Human Interpretability
The interpretability score of each group is the proportion of features that human annotators deem interpretable out of a set of 96 randomly chosen features per Group-SAE, averaged across every layer in the group. This means human annotators check 96 features per layer in each group (if we had 3 layers in a group we would check 96 * 3 features and take the proportion of interpretable features out of those as our human interpretability score).
Circuit Analysis
When doing circuit analysis, the group SAE is “copied” for each layer it has been trained on. Then, ablations are done for each layer separately. This is motivated by the fact that each layer can require different feature of the same SAE to work effectively. As said in Marks et al, we include residuals in the reconstructions for circuit analysis. Removing errors doesn't allow to correctly perform this kind of evaluation.
JumpReLU
We have indeed trained a JumpReLU SAE without normalizing the activations to have L2 norm equal to 1 during SAE training. We are in the process of training SAEs and Group-SAEs accounting for activations normalization, as requested in your minor comment.
Larger Models.
We include angular values for Gemma-2 2B and 9B, and train a Group-SAE containing early layers. We are pleased to report the method scales, and thank you for your kind suggestion.
Normalizing Activations
Thanks for the suggestion. We are now in the process of training baseline SAEs and Group-SAEs with centered and normalized activations such that they have expected L2 norm equal to 1 during SAE training, as specified in (cite JumpReLU paper). We have estimated the mean norm scaling factor on 2M tokens of the training set.
Training Procedure
This is indeed our procedure: we randomly choose a layer’s act per token within a group and train the respective Group-SAE on exactly T tokens (each layers in a group thus receiving a total of T/layers_in_group tokens)
Speedup
We agree that a 3x speedup is more reasonable given the decrease in performance, and will amend this is the revision.
Other fixes
Following your suggestions, we made other fixes to our work which include: Figures 3 and 6 have been changed to their unaggregated form. We substituted CELS with Delta CE as it is more informative. Included an heuristic based on angular distances to choose K, the number of groups in larger models.

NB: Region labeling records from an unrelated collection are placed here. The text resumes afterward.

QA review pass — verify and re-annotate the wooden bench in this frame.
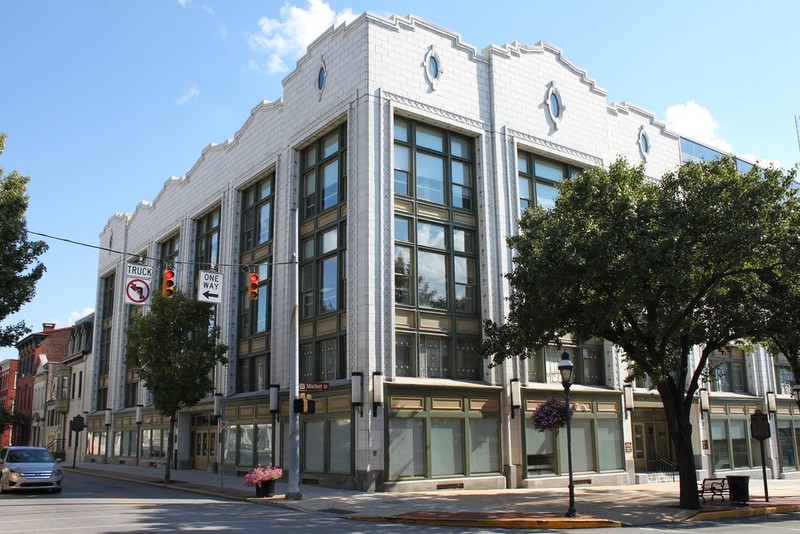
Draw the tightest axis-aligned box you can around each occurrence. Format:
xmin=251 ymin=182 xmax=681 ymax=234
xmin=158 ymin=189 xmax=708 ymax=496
xmin=697 ymin=478 xmax=727 ymax=502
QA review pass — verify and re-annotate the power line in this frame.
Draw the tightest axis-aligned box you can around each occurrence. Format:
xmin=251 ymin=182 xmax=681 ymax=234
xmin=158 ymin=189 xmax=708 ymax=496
xmin=28 ymin=230 xmax=295 ymax=272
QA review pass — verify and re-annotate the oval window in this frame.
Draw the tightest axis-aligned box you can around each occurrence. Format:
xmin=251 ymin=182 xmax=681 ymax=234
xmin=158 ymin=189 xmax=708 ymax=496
xmin=317 ymin=65 xmax=326 ymax=91
xmin=550 ymin=92 xmax=561 ymax=119
xmin=428 ymin=55 xmax=439 ymax=80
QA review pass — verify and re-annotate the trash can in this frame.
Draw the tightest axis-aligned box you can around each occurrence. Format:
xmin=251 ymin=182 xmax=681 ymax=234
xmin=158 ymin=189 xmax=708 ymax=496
xmin=725 ymin=475 xmax=750 ymax=504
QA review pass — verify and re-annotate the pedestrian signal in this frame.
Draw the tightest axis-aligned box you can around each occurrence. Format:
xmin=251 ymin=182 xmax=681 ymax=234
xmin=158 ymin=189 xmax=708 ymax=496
xmin=161 ymin=269 xmax=175 ymax=299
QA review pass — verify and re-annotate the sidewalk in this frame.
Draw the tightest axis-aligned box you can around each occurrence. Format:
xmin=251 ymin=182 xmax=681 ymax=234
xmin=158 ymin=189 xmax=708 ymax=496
xmin=64 ymin=462 xmax=800 ymax=529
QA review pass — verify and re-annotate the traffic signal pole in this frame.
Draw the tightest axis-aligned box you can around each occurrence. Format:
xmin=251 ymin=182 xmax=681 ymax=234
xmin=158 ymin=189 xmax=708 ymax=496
xmin=286 ymin=204 xmax=303 ymax=501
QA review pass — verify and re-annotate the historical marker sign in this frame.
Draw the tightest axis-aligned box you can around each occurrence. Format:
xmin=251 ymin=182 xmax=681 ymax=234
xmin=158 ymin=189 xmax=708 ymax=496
xmin=197 ymin=271 xmax=224 ymax=304
xmin=750 ymin=413 xmax=770 ymax=441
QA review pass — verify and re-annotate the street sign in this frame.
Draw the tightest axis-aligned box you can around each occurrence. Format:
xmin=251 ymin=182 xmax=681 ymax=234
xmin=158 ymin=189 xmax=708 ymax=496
xmin=125 ymin=278 xmax=150 ymax=304
xmin=297 ymin=382 xmax=331 ymax=391
xmin=197 ymin=271 xmax=224 ymax=304
xmin=127 ymin=263 xmax=153 ymax=280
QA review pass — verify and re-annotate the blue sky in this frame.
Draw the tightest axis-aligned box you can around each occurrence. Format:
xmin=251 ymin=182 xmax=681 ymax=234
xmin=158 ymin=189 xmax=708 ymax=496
xmin=0 ymin=0 xmax=800 ymax=360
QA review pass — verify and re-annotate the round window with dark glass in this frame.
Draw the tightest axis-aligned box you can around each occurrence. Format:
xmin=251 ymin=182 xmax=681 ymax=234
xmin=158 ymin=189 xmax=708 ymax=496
xmin=317 ymin=66 xmax=325 ymax=91
xmin=428 ymin=55 xmax=439 ymax=80
xmin=550 ymin=91 xmax=561 ymax=119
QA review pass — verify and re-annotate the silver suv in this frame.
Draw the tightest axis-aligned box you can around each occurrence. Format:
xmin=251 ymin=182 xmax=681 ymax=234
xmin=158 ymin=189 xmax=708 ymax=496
xmin=0 ymin=445 xmax=64 ymax=493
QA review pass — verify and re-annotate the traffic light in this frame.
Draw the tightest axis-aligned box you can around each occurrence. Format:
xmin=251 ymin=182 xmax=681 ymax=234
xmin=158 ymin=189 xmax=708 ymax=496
xmin=161 ymin=269 xmax=175 ymax=299
xmin=294 ymin=393 xmax=317 ymax=415
xmin=247 ymin=273 xmax=258 ymax=300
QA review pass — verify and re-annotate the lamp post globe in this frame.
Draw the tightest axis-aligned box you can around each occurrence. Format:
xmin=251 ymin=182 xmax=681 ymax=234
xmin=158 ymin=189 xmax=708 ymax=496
xmin=558 ymin=351 xmax=578 ymax=517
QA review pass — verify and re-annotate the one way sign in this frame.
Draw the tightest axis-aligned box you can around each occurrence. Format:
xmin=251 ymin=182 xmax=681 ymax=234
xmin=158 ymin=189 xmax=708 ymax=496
xmin=197 ymin=271 xmax=223 ymax=304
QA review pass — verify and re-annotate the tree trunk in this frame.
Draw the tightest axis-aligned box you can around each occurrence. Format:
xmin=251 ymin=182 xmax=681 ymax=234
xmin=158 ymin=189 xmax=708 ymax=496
xmin=164 ymin=414 xmax=175 ymax=482
xmin=658 ymin=385 xmax=700 ymax=510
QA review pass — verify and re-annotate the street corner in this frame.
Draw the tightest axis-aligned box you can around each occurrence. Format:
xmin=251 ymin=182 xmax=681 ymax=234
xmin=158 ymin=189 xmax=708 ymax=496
xmin=347 ymin=510 xmax=625 ymax=529
xmin=687 ymin=504 xmax=800 ymax=521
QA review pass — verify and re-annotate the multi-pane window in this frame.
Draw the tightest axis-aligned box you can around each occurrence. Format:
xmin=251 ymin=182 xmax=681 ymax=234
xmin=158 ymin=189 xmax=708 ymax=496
xmin=300 ymin=221 xmax=347 ymax=318
xmin=528 ymin=342 xmax=605 ymax=385
xmin=300 ymin=336 xmax=346 ymax=382
xmin=711 ymin=416 xmax=761 ymax=471
xmin=96 ymin=274 xmax=116 ymax=410
xmin=708 ymin=347 xmax=747 ymax=393
xmin=124 ymin=370 xmax=139 ymax=408
xmin=298 ymin=125 xmax=347 ymax=382
xmin=388 ymin=392 xmax=501 ymax=480
xmin=236 ymin=173 xmax=275 ymax=393
xmin=394 ymin=117 xmax=475 ymax=211
xmin=195 ymin=208 xmax=220 ymax=269
xmin=301 ymin=125 xmax=347 ymax=219
xmin=517 ymin=152 xmax=579 ymax=212
xmin=393 ymin=117 xmax=481 ymax=380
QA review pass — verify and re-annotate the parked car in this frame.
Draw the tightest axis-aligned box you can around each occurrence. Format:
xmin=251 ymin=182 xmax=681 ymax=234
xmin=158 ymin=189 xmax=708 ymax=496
xmin=0 ymin=445 xmax=64 ymax=493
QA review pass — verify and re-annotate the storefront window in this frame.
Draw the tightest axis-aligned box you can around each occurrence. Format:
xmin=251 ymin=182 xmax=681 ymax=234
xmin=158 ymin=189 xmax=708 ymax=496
xmin=303 ymin=421 xmax=325 ymax=473
xmin=597 ymin=419 xmax=624 ymax=471
xmin=469 ymin=417 xmax=500 ymax=473
xmin=389 ymin=417 xmax=425 ymax=477
xmin=431 ymin=419 xmax=464 ymax=476
xmin=328 ymin=419 xmax=351 ymax=473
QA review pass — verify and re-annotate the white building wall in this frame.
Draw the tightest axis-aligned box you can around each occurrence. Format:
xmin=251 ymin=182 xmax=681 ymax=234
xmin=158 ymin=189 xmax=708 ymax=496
xmin=91 ymin=10 xmax=788 ymax=492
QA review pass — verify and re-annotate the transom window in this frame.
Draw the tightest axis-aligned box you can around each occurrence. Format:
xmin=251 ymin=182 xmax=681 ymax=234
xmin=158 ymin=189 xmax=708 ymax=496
xmin=394 ymin=117 xmax=475 ymax=211
xmin=708 ymin=347 xmax=747 ymax=393
xmin=301 ymin=125 xmax=347 ymax=219
xmin=528 ymin=341 xmax=605 ymax=385
xmin=517 ymin=151 xmax=580 ymax=213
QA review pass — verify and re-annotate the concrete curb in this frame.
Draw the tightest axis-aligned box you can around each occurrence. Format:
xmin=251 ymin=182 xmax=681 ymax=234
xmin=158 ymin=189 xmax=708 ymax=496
xmin=347 ymin=511 xmax=624 ymax=529
xmin=686 ymin=504 xmax=800 ymax=521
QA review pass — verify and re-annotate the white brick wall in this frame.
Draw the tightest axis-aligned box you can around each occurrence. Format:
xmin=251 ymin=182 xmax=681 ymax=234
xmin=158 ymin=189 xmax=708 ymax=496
xmin=92 ymin=14 xmax=736 ymax=490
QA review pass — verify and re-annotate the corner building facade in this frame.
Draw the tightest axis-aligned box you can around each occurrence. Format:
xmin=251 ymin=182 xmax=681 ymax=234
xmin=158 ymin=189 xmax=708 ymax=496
xmin=87 ymin=13 xmax=793 ymax=491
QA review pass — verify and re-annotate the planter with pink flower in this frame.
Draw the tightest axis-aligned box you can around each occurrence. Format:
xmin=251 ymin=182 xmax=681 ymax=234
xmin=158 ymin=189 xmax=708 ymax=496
xmin=242 ymin=464 xmax=283 ymax=497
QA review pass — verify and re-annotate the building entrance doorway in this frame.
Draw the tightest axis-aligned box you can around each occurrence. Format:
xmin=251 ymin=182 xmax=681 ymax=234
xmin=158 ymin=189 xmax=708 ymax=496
xmin=633 ymin=409 xmax=675 ymax=473
xmin=191 ymin=415 xmax=217 ymax=470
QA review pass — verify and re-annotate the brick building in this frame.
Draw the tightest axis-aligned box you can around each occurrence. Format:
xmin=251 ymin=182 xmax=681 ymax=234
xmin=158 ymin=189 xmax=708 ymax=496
xmin=0 ymin=360 xmax=19 ymax=448
xmin=13 ymin=323 xmax=70 ymax=446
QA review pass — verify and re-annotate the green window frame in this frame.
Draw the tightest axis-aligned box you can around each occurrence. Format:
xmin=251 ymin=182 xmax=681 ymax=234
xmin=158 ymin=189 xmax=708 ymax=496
xmin=384 ymin=391 xmax=502 ymax=480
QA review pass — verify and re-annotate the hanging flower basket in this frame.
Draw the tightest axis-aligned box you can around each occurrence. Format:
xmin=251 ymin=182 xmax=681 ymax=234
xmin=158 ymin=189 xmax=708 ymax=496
xmin=531 ymin=397 xmax=567 ymax=432
xmin=242 ymin=465 xmax=283 ymax=497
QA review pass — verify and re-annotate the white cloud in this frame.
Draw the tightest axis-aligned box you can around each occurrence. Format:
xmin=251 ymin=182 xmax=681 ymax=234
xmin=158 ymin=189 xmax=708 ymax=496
xmin=175 ymin=84 xmax=200 ymax=106
xmin=666 ymin=100 xmax=732 ymax=153
xmin=665 ymin=100 xmax=781 ymax=168
xmin=247 ymin=0 xmax=356 ymax=73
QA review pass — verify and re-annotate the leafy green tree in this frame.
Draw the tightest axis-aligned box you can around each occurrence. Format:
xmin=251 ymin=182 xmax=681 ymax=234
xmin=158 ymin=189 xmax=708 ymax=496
xmin=0 ymin=133 xmax=47 ymax=347
xmin=125 ymin=291 xmax=228 ymax=482
xmin=482 ymin=159 xmax=796 ymax=509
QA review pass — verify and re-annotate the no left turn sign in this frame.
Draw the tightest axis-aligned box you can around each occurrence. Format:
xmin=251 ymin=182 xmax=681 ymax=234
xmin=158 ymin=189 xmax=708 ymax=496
xmin=125 ymin=278 xmax=150 ymax=304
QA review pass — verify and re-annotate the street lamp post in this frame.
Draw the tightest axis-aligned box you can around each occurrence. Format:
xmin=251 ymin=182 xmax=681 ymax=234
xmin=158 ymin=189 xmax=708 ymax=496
xmin=558 ymin=351 xmax=578 ymax=517
xmin=103 ymin=408 xmax=111 ymax=464
xmin=136 ymin=404 xmax=144 ymax=467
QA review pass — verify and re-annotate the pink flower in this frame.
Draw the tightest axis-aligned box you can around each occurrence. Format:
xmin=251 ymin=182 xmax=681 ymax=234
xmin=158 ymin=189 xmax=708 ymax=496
xmin=242 ymin=464 xmax=283 ymax=487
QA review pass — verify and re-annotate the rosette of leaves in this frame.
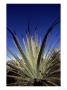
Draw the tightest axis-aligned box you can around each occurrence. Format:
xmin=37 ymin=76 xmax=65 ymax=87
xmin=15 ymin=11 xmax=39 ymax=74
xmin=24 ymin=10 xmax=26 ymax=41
xmin=7 ymin=20 xmax=60 ymax=86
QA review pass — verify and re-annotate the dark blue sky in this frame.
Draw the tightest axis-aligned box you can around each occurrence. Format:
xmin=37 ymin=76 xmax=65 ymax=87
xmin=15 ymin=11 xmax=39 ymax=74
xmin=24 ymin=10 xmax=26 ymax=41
xmin=7 ymin=4 xmax=60 ymax=59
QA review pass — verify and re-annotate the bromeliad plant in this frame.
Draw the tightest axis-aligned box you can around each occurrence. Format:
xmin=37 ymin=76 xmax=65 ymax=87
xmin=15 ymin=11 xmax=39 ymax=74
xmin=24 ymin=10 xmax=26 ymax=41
xmin=7 ymin=20 xmax=60 ymax=86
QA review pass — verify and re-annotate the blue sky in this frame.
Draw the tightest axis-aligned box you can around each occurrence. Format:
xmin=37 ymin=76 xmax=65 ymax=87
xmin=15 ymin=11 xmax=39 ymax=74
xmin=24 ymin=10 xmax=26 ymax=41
xmin=7 ymin=4 xmax=60 ymax=60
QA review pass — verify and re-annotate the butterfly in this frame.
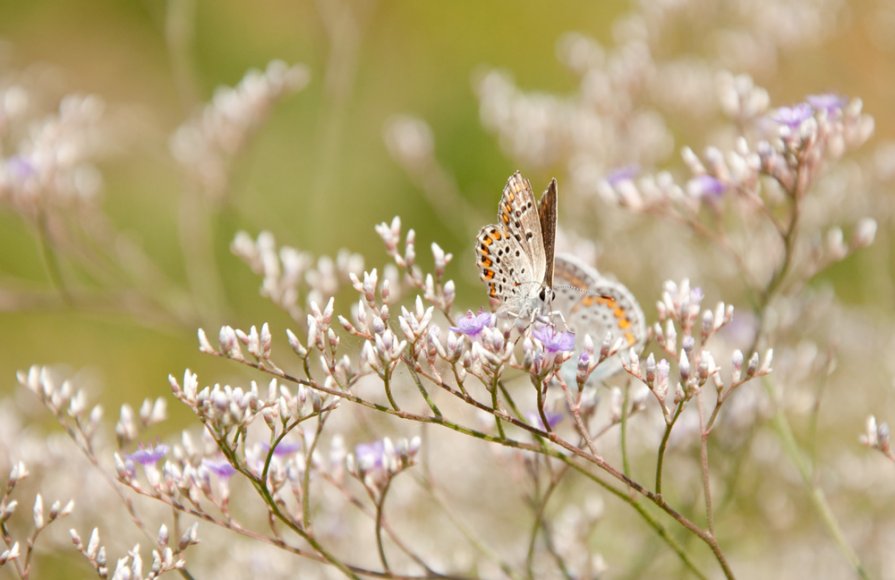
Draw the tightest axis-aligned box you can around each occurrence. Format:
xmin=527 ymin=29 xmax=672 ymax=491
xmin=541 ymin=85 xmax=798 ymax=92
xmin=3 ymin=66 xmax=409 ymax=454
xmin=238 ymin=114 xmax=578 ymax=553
xmin=475 ymin=171 xmax=557 ymax=318
xmin=552 ymin=254 xmax=646 ymax=382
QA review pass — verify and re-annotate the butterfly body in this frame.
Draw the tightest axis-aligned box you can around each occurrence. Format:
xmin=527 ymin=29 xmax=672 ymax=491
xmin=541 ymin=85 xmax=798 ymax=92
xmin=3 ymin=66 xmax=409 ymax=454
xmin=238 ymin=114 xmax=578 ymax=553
xmin=475 ymin=172 xmax=646 ymax=382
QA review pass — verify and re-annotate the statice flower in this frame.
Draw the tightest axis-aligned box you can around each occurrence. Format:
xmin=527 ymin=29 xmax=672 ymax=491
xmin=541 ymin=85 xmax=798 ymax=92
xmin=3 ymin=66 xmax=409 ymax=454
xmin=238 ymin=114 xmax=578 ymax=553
xmin=532 ymin=324 xmax=575 ymax=354
xmin=171 ymin=61 xmax=308 ymax=198
xmin=606 ymin=165 xmax=640 ymax=187
xmin=771 ymin=103 xmax=814 ymax=130
xmin=127 ymin=444 xmax=168 ymax=465
xmin=805 ymin=93 xmax=848 ymax=116
xmin=450 ymin=310 xmax=494 ymax=338
xmin=687 ymin=175 xmax=727 ymax=200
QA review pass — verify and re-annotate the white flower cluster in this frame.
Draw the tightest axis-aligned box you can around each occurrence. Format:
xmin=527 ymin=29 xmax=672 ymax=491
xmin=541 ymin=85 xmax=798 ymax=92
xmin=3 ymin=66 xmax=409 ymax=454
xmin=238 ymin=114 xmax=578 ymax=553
xmin=231 ymin=232 xmax=364 ymax=320
xmin=623 ymin=280 xmax=774 ymax=422
xmin=0 ymin=93 xmax=106 ymax=214
xmin=171 ymin=60 xmax=309 ymax=199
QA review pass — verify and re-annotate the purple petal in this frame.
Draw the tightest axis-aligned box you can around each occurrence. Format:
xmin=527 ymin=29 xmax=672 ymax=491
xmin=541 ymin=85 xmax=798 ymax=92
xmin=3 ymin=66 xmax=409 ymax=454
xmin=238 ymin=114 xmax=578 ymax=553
xmin=532 ymin=324 xmax=575 ymax=353
xmin=450 ymin=310 xmax=494 ymax=337
xmin=771 ymin=103 xmax=814 ymax=129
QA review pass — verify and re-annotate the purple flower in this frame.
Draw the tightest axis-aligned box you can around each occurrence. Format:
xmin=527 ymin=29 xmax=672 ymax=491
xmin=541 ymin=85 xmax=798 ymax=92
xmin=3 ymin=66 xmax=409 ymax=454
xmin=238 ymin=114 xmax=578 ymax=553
xmin=606 ymin=165 xmax=640 ymax=187
xmin=771 ymin=103 xmax=814 ymax=129
xmin=525 ymin=411 xmax=563 ymax=430
xmin=202 ymin=459 xmax=236 ymax=479
xmin=450 ymin=310 xmax=494 ymax=337
xmin=354 ymin=439 xmax=385 ymax=470
xmin=261 ymin=441 xmax=301 ymax=457
xmin=807 ymin=93 xmax=848 ymax=115
xmin=127 ymin=444 xmax=168 ymax=465
xmin=532 ymin=324 xmax=575 ymax=353
xmin=687 ymin=175 xmax=727 ymax=199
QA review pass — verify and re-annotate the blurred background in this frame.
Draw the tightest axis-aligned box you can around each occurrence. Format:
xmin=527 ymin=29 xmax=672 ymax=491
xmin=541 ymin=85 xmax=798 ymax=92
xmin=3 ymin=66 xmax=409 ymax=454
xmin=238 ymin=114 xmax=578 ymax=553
xmin=0 ymin=0 xmax=895 ymax=577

Many thanks again for all your input.
Group SAE Training
To clarify, if say T=4000000 and num_layers_in_group=4, do you run the model on 1000000 tokens, on each token take all four layers, and train the residual stream on the 4*1000000 activation vectors? Or do you take 4000000 tokens, on each randomly (or uniformly?) choose one layer to take an activation vector from, to get 4000000 total activation vectors? (ie, will there be 1000000 forward passes or 4000000)
I'll try to respond to the other comments later today, sorry for the delay
Thank you for your response. It is the second indeed: we take 4000000 tokens, on each we randomly choose one layer to take an activation vector from. In this example, every baseline SAE is trained for 4000000 tokens for every of the four layer in the group, for a total of 16000000 tokens. This choice is motivated by the fact that we want the Group SAE to see the same number of tokens as the baseline SAE but having it able to reconstruct activations from multiple layers.
Thank you for clarifying the training procedure here and in the main text, I think this is the natural training process and have no further concerns here.
And thanks for improving figure 3, and clarifying the human interpretability study, I think this does a good job of quantifying the key metrics for exactly how much of a performance degradation this is.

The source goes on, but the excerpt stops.